Question

The second angle of a triangle is 3 times as large as the first angle. The third angle is 30 degrees more than the first angle. Find the measure for the angles

Answer 1

hope this will help u.. :-)

Answer 2

Given,

2nd angle of a triangle is 3 times the 1st angle.

3rd angle is 30 degrees more than the 1st angle.

To find,

The measure of the angles.

Solution,

Firstly, in the given triangle, let the first angle be x.

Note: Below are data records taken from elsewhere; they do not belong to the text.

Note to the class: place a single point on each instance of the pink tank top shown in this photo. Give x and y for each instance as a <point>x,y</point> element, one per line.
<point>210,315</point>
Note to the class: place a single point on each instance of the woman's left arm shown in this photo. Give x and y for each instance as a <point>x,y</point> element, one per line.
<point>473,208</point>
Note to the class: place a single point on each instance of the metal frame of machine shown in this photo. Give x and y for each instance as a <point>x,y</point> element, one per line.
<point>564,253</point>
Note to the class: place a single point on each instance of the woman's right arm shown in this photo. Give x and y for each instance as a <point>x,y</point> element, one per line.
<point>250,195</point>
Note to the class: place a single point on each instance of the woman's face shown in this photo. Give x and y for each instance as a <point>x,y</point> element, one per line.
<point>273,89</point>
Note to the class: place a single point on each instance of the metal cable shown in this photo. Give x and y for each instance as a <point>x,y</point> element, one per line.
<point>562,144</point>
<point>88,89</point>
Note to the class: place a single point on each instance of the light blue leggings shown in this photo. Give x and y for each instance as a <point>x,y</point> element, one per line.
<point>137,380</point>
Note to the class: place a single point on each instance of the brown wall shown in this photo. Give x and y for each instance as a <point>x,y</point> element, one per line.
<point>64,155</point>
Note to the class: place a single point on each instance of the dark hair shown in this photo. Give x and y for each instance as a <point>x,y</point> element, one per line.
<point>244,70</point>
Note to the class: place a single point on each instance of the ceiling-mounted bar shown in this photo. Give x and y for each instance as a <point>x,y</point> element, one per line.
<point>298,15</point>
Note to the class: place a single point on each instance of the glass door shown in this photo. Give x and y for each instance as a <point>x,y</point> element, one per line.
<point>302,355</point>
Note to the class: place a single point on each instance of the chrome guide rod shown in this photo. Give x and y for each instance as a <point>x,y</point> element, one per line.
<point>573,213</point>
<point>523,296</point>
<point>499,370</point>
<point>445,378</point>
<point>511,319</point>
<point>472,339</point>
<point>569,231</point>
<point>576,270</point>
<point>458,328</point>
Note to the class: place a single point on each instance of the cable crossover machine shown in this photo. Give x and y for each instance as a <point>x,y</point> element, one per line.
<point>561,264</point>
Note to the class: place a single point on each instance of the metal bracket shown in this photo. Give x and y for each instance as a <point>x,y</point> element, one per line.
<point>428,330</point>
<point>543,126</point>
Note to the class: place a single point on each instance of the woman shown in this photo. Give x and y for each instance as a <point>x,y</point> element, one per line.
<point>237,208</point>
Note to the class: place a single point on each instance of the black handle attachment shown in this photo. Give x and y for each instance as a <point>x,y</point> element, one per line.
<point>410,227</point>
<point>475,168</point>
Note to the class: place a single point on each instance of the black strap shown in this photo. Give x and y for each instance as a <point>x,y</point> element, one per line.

It is given that the 2nd angle of the triangle is thrice or 3 times the first angle. So,

2nd angle = 3x.

Also, the 3rd angle is 30° more than the first angle. That is,

3rd angle = (x + 30).

As we know that in a triangle, the sum of all the angles is equal to 180°.

Thus, for the given triangle, we have,

(x) + (3x) + (x + 30) = 180

Simplifying the above equation,

5x + 30 = 180

⇒ 5x = 180 - 30

⇒ 5x = 150

⇒ x = 30.

From the above value of x, we can see that for the given triangle,

• 1st angle = x = 30°,
• 2nd angle = 3x = 3·(30) = 90°, and,
• 3rd angle = (x + 30) = (30 + 30) = 60°.

Therefore, the three angles of the triangle are 30°, 60°, and 90°.